One day she is accosted by Rafe Collins, a cocky black college scholarship student who cleans classrooms at the end of the school day. When the young man boldly makes lewd suggestions and begins to unzip his pants, Evelyn flees in a panic but decides to tell no one what has happened, hoping it was an isolated incident.

The following day, Rafe approaches Evelyn again and ruthlessly rapes her on her desk. Ashamed and fearful of the public disgrace she will suffer if she reports being violated by a black man, she chooses to remain silent. A full-fledged psychopath and sadist, Rafe forces himself upon her on a daily basis. Evelyn, in a mixture of intimidation and sexual craving, submits to the humiliating and abusive relationship, sometimes looking forward to their trysts. When Rafe forces Evelyn's body against a hot radiator during sex, her screams alert two other janitors, who enter her classroom and see what is going on.
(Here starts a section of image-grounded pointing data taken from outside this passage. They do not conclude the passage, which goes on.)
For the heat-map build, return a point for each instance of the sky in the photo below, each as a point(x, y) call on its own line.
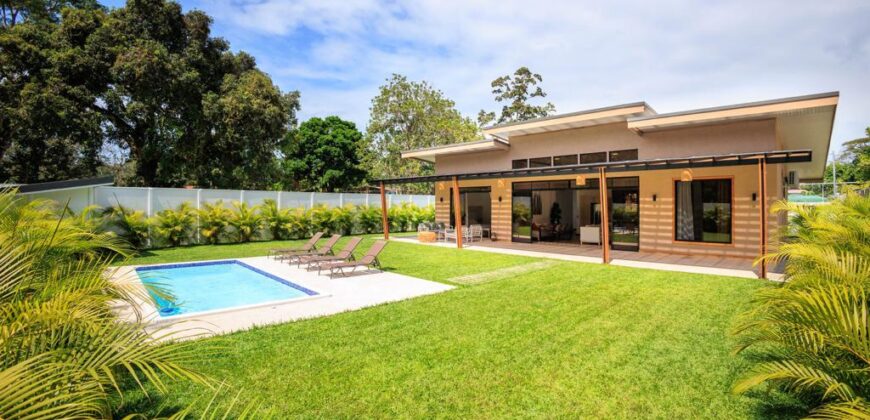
point(675, 55)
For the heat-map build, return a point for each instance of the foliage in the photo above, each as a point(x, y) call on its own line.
point(813, 330)
point(516, 91)
point(324, 155)
point(145, 79)
point(214, 220)
point(132, 225)
point(368, 219)
point(176, 225)
point(246, 220)
point(409, 115)
point(853, 164)
point(63, 351)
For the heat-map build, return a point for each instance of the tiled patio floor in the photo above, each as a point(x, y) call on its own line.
point(728, 266)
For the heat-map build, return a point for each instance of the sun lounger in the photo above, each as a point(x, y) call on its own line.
point(307, 247)
point(368, 260)
point(326, 249)
point(346, 254)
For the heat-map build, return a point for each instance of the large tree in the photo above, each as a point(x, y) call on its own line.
point(324, 155)
point(409, 115)
point(155, 84)
point(516, 91)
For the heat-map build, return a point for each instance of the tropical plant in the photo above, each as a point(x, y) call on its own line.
point(320, 217)
point(214, 219)
point(64, 353)
point(176, 225)
point(815, 328)
point(368, 219)
point(275, 219)
point(342, 220)
point(246, 220)
point(131, 225)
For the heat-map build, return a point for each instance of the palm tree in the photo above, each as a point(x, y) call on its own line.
point(815, 328)
point(63, 350)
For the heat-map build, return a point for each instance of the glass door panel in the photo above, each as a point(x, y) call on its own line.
point(521, 216)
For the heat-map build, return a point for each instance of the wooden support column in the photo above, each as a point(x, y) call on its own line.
point(605, 216)
point(457, 212)
point(762, 216)
point(384, 219)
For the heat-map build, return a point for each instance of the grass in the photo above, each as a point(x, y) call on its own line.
point(562, 340)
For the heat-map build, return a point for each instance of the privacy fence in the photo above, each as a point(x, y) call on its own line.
point(153, 200)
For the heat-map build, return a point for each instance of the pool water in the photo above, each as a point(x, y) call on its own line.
point(209, 286)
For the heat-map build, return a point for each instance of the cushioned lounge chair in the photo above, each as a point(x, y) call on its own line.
point(346, 254)
point(307, 247)
point(326, 249)
point(368, 260)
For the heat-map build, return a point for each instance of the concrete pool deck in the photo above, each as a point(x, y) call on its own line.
point(339, 294)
Scandal breaks loose and Evelyn faces unrelenting public ostracism. The friendly principal Havermayer is forced to ask her to resign, referring her to a new job in another town in New Jersey. Everybody turns a cold shoulder on her and she contemplates suicide. But in the end she regains herself and moves out of town to a new life.

==Cast==
- Anne Heywood as Evelyn Wyckoff
- John Lafayette as Rafe Collins
- Donald Pleasence as Dr. Steiner
- Robert Vaughn as Dr. Neal
- Earl Holliman as Ed Eckles
- Carolyn Jones as Beth
- Ronee Blakley as Betsy
- Dorothy Malone as Mildred
- Doris Roberts as Marie
- Dana Elcar as Principal Havermeyer
- Jocelyn Brando as Mrs. Hemmings
- R.G. Armstrong as Mr. Hemmings

==Production==
The novel was published in 1970 and described as "a modest best seller".
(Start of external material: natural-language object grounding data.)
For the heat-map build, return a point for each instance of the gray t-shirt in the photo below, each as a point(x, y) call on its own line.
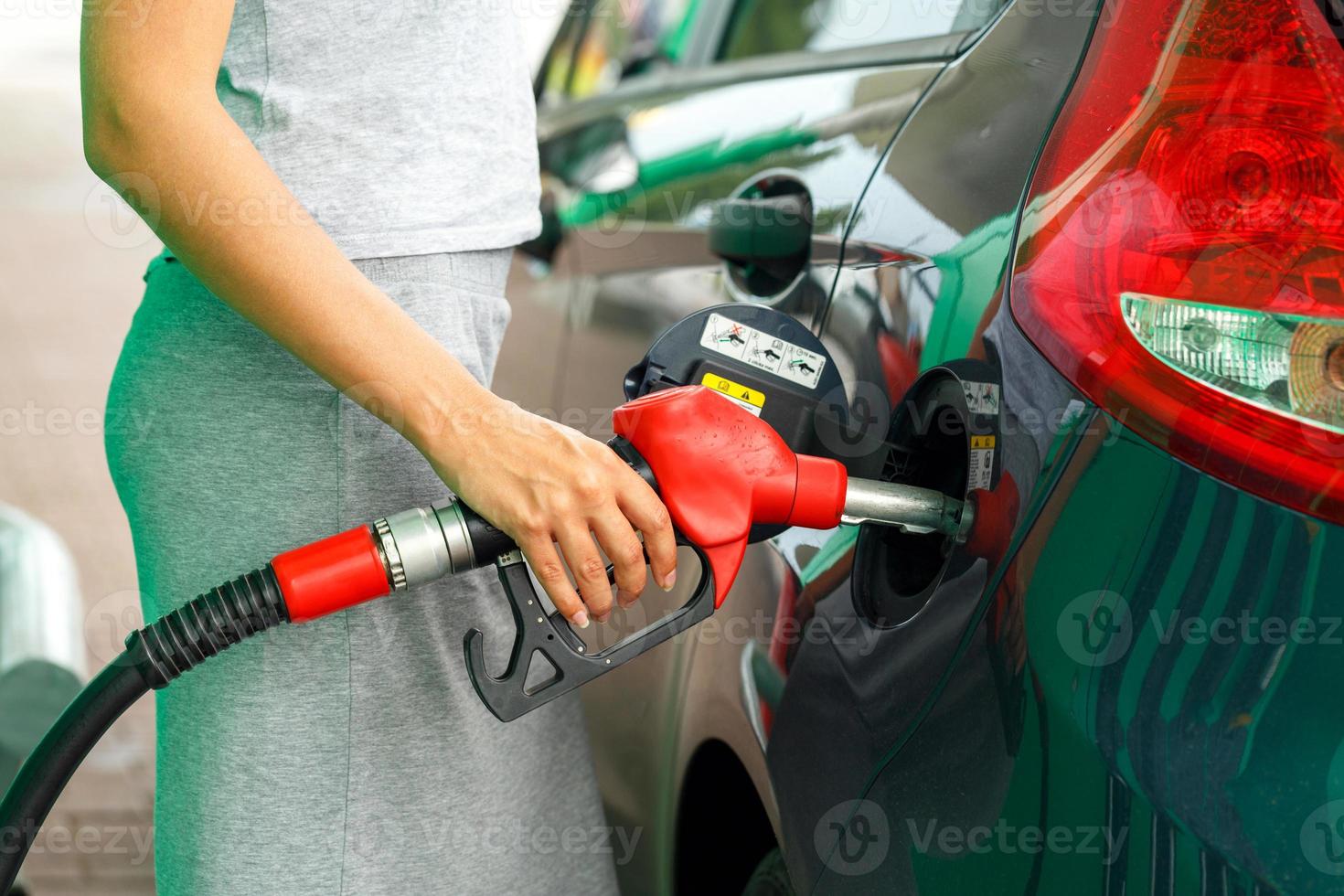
point(403, 126)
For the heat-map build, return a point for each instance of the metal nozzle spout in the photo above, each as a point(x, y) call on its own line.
point(906, 507)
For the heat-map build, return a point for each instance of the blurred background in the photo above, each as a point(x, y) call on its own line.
point(71, 258)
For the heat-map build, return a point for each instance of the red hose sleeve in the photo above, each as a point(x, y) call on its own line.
point(331, 575)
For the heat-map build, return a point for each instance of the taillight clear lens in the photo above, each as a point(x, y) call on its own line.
point(1181, 254)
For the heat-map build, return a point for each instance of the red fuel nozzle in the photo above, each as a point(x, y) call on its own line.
point(722, 470)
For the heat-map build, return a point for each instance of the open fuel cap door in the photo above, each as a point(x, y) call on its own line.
point(945, 435)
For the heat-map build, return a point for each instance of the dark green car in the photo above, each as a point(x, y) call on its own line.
point(1113, 231)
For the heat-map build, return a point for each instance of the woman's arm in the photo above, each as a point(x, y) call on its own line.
point(156, 133)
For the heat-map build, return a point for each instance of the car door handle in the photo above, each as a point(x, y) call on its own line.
point(769, 231)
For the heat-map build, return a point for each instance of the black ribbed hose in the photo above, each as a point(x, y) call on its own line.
point(155, 656)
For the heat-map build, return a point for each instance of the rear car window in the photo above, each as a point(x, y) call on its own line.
point(606, 42)
point(761, 27)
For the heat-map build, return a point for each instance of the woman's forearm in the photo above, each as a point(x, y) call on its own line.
point(155, 131)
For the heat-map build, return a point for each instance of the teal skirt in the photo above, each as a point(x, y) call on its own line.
point(348, 755)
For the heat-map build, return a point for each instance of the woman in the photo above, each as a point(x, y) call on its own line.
point(337, 186)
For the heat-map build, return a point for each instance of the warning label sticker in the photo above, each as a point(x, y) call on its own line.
point(763, 351)
point(981, 398)
point(981, 468)
point(745, 397)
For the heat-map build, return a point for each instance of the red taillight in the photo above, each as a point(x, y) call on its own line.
point(1181, 252)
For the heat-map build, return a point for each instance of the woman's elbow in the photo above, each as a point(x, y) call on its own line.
point(105, 140)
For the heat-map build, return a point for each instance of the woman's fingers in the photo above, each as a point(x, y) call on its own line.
point(588, 567)
point(646, 513)
point(549, 570)
point(623, 547)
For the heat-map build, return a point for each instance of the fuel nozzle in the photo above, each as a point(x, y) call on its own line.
point(906, 507)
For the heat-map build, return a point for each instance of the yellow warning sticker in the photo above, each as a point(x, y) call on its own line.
point(746, 397)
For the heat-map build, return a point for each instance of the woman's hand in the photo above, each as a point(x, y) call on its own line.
point(540, 483)
point(548, 485)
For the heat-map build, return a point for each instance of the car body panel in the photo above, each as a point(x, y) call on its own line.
point(1169, 766)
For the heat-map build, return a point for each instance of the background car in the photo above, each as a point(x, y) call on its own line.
point(1121, 225)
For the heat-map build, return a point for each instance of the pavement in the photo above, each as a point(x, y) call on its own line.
point(69, 283)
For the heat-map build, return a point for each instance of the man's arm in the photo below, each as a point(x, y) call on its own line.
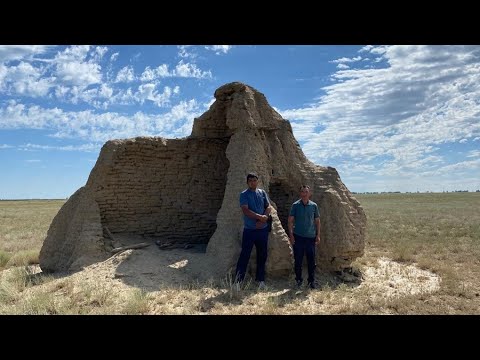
point(291, 219)
point(268, 210)
point(317, 225)
point(254, 215)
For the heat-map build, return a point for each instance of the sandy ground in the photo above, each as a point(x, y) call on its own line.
point(159, 272)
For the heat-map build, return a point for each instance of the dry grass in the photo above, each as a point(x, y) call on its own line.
point(433, 240)
point(23, 227)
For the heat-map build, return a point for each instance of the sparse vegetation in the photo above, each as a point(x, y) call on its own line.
point(435, 233)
Film rights were bought by Raymond Stross, who had made several films starring his actress wife, Anne Heywood, notably The Fox. He was able to raise finance after the success of female-starring movies Julia and The Turning Point. Filming took place in Stockton and Los Angeles in April 1978; the majority of the film was shot in Stockton although the rape sequence was filmed on a sound stage.

It was directed by Marvin Chomsky who had just directed Roots and Holocaust for television. "It's a very emotionally charged story," said Chomsky.
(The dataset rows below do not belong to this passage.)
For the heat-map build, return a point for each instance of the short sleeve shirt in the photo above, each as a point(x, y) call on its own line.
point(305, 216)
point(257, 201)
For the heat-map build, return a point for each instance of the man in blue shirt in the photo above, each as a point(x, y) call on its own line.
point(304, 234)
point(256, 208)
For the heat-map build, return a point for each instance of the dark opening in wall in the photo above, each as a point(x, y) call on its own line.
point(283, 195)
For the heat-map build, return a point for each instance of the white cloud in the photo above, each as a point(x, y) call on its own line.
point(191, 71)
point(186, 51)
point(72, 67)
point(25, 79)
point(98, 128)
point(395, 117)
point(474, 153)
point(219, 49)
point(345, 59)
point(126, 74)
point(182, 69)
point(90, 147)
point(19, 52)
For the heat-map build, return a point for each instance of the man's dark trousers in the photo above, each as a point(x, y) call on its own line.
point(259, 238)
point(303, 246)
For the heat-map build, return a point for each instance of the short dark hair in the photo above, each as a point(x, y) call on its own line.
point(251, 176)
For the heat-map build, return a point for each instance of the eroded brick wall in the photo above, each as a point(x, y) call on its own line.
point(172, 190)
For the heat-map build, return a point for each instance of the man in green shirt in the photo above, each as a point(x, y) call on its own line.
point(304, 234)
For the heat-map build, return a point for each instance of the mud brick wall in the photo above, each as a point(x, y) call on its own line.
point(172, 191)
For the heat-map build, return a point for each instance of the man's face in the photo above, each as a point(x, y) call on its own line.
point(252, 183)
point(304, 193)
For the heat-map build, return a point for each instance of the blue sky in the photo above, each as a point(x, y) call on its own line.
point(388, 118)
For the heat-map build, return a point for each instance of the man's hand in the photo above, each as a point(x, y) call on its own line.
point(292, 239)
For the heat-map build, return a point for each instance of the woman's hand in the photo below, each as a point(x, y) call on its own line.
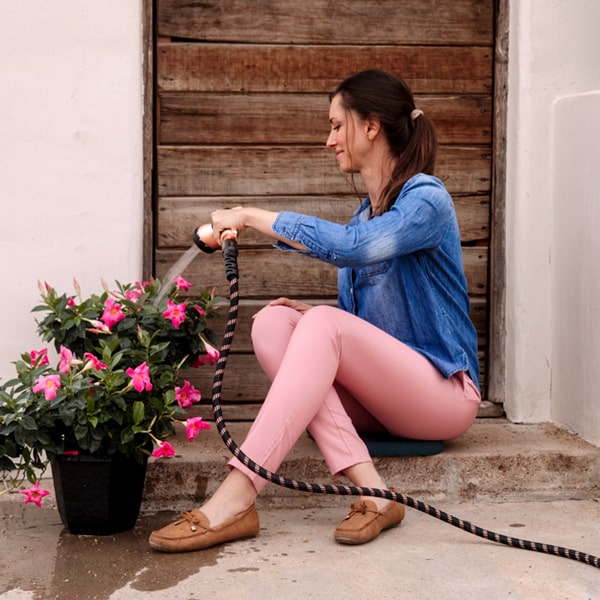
point(301, 307)
point(226, 219)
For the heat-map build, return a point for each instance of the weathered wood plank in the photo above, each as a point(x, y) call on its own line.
point(196, 118)
point(177, 217)
point(322, 21)
point(243, 68)
point(262, 170)
point(269, 274)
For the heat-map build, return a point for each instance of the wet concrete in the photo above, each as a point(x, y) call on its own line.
point(295, 556)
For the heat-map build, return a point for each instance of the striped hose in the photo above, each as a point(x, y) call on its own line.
point(230, 256)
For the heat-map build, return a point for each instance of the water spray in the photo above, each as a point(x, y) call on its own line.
point(203, 237)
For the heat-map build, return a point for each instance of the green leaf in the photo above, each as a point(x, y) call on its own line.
point(28, 423)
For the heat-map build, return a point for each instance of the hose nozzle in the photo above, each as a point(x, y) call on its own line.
point(204, 239)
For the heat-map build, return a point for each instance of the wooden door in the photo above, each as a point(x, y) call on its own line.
point(242, 116)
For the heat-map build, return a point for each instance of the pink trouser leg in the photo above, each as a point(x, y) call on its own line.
point(336, 374)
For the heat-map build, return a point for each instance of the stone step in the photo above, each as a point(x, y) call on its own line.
point(494, 461)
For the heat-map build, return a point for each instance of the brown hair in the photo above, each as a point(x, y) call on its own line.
point(387, 97)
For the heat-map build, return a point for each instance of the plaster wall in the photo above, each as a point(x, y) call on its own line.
point(575, 264)
point(71, 180)
point(554, 49)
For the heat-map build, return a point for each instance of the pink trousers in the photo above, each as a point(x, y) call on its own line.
point(335, 374)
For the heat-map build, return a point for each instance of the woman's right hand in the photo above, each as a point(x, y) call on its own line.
point(301, 307)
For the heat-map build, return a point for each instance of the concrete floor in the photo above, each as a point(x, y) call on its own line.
point(295, 556)
point(532, 482)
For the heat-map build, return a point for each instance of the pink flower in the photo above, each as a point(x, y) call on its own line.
point(35, 494)
point(194, 425)
point(112, 312)
point(175, 312)
point(140, 377)
point(39, 358)
point(97, 364)
point(134, 294)
point(187, 395)
point(67, 360)
point(47, 384)
point(182, 284)
point(211, 356)
point(164, 450)
point(98, 327)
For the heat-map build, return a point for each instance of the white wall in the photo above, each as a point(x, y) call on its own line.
point(71, 180)
point(576, 265)
point(554, 50)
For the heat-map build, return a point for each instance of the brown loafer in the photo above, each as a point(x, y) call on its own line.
point(365, 522)
point(193, 531)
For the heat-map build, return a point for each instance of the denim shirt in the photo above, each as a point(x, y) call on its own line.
point(402, 271)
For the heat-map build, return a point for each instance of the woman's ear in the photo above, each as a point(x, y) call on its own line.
point(373, 127)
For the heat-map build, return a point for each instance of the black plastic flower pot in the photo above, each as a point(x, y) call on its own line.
point(98, 495)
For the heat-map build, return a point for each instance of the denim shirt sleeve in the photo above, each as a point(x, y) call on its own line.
point(416, 221)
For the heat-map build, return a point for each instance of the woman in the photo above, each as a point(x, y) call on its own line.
point(399, 355)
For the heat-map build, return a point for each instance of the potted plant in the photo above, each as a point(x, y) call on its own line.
point(110, 399)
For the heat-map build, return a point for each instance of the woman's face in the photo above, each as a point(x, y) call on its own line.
point(348, 137)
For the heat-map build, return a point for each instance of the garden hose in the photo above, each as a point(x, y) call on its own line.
point(229, 250)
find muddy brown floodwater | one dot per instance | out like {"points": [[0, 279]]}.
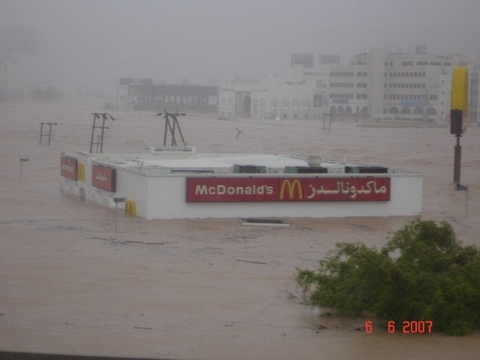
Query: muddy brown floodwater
{"points": [[200, 289]]}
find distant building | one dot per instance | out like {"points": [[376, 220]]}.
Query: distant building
{"points": [[143, 94], [303, 94], [381, 84]]}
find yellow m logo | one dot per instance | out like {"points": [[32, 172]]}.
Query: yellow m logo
{"points": [[291, 186]]}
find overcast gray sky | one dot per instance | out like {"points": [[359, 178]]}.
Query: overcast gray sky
{"points": [[91, 43]]}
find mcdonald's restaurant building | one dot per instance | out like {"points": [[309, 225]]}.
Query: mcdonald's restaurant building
{"points": [[168, 183]]}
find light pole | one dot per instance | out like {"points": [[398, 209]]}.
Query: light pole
{"points": [[116, 201]]}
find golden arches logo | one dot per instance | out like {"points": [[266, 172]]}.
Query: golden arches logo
{"points": [[291, 186]]}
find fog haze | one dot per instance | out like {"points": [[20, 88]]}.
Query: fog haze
{"points": [[91, 43]]}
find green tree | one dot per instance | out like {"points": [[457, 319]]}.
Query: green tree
{"points": [[422, 273]]}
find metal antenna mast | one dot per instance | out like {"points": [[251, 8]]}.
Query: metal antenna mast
{"points": [[171, 125], [99, 143]]}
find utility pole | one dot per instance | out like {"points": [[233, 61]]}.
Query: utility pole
{"points": [[49, 135], [99, 143], [171, 126]]}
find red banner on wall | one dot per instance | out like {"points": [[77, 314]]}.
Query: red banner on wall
{"points": [[68, 167], [288, 189], [104, 178]]}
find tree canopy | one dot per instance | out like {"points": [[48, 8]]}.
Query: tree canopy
{"points": [[422, 273]]}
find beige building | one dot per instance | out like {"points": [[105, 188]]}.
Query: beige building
{"points": [[12, 76]]}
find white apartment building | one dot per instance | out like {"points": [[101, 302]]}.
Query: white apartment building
{"points": [[386, 85], [12, 76]]}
Stross said it was not "his intention to make a sensational film. I see it as terrifying and poetic with strong overtones of Ingmar Bergman."

==Reception==
===Critical response===
Kevin Thomas of the Los Angeles Times called the film "perfectly dreadful" and added, "In their literalness, Polly Platt's script and Marvin Chomsky's direction compound each other disastrously... Good Luck, Miss Wyckoff expresses familiar truths about the painful conflict of the individual and society—but with a persistent sense of falseness and an utter lack of style."

==Release==
Good Luck, Miss Wyckoff was released in April 1979 in theaters in the United States and on October 27, 1979, in theaters in Japan. The film was released on VHS with these alternate titles: The Sin, The Shaming and Secret Yearnings. Good Luck, Miss Wyckoff was released on DVD and Blu-ray on August 13, 2013.

FilmInk magazine wrote "We’re particularly surprised there isn’t more critical discussion over Miss Wyckoff, considering its frank content and Polly Platt authorship – there is certainly a lot going on."